Moms Demand Action walk the path of gun sales from Indiana to Chicago

By Justin Anderson, Photojournalist

A group organized by Moms Demand Action For Gun Sense in America journeyed from Hammond, Indiana, to Chicago Saturday for the March to Illinois. The march highlighted the issue of cross-state gun sales as marchers demanded the U.S. Senate pass legislation that would expand federal background checks.

Moms Demand Action is a nationwide grassroots gun safety advocacy group founded after the 2012 shooting at Sandy Hook Elementary School.

H.R.8, or the Bipartisan Background Checks Act, was passed in the Democrat-controlled U.S. House Feb. 27. The Act would establish more comprehensive federal background checks by creating new requirements when transferring firearms.

The implementation of these requirements would help save lives by slowing the flow of guns coming into Illinois from other states, according to Moms Demand Action.

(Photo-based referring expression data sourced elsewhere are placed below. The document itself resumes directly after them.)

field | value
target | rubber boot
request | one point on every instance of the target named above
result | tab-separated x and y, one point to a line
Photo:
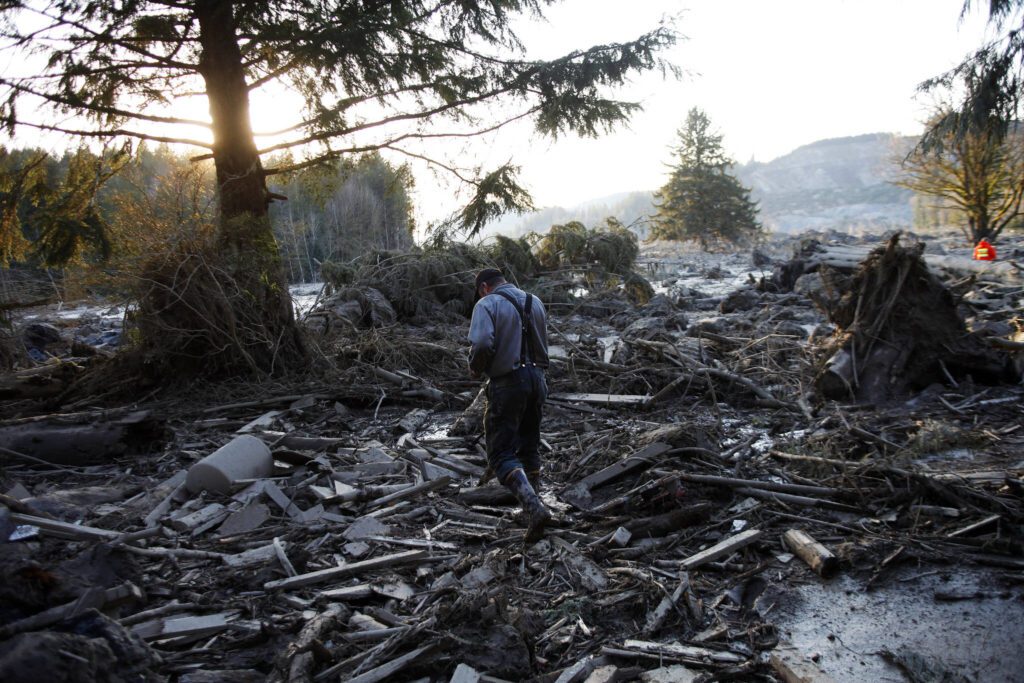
535	510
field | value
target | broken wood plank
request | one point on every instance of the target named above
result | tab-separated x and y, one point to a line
413	492
279	550
283	501
683	651
214	511
763	485
183	626
347	569
722	549
602	398
93	598
170	489
971	528
803	501
465	674
262	423
386	671
668	603
819	558
637	461
251	557
348	593
793	667
65	529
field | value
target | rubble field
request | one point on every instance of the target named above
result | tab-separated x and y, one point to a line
801	464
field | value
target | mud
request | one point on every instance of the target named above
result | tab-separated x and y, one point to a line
977	636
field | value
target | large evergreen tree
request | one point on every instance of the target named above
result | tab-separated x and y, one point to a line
375	75
994	78
977	176
702	201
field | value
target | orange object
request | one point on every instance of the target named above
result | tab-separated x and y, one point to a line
984	251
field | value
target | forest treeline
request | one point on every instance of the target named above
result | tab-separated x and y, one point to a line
103	212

“There’s so many loopholes. H.R.8 is designed to close those loopholes,” said Valerie Burgest, volunteer with the Illinois chapter of Moms Demand Action. “All states would have to come up with a mechanism to look at how they can do background checks on all gun sales—not just in gun shops, but all gun sales.”

Moms Demand Action Illinois gathered in Wolf Lake Memorial Park in Hammond, Indiana, at 9 a.m. to hear Sue Eleuterio, the legislative lead for the Northwest Indiana chapter of Moms Demand Action, speak about gun violence.

Before the march began, the group participated in the Schools Say Enough Sidewalk Challenge, an interactive art piece consisting of 13,000 pieces of fabric, each representing a child lost to gun violence in the U.S. since Sandy Hook in 2012.

Moms Demand Action marched north on Calumet Avenue for what was expected to be a 3.6 mile hike in the rain across the Indiana-Illinois border to Calumet Park in Chicago.

Justin Anderson
The March to Illinois came to a halt at Luke Gas Station on Indianapolis Blvd. Participants climb into a bus that will bring them to Calumet Park in Chicago.

After 0.8 miles of marching, a bus met the marchers and transported them to Calumet Park in Chicago.

“We’re talking about guns, but we’re also talking about trauma,” said Brenda K. Mitchell, state legislative lead for the South Suburbs chapter, during remarks after the march. “I left a 30-year career because of the byproduct of gun violence, which is trauma. Our communities are suffering because of trauma.”

The march began in Indiana to emphasize the fact that about 21% of recovered firearms that land in Chicago come from Indiana, according to the 2017 Chicago Gun Trace Report, which used data collected between 2013 and 2016.

Indiana only requires gun dealers to possess a state-issued license when selling handguns. There are no state laws requiring a dealer to initiate a background check before transferring a long gun, according to the Giffords Law Center, a gun violence prevention group.

Along with requiring gun dealers to have state-issued licenses in order to sell any type of gun, Illinois also has laws that require permits to purchase firearms and ammunition, owners to report lost and stolen weapons within 72 hours, as well as gun show and private sale background checks. The “gun show loophole” does not apply in Indiana.

“Indiana is so close,” Burgest said. “We feel that if we can highlight the problem of illegal transport, or illegal trafficking of guns from Indiana into Illinois, that’s a start.”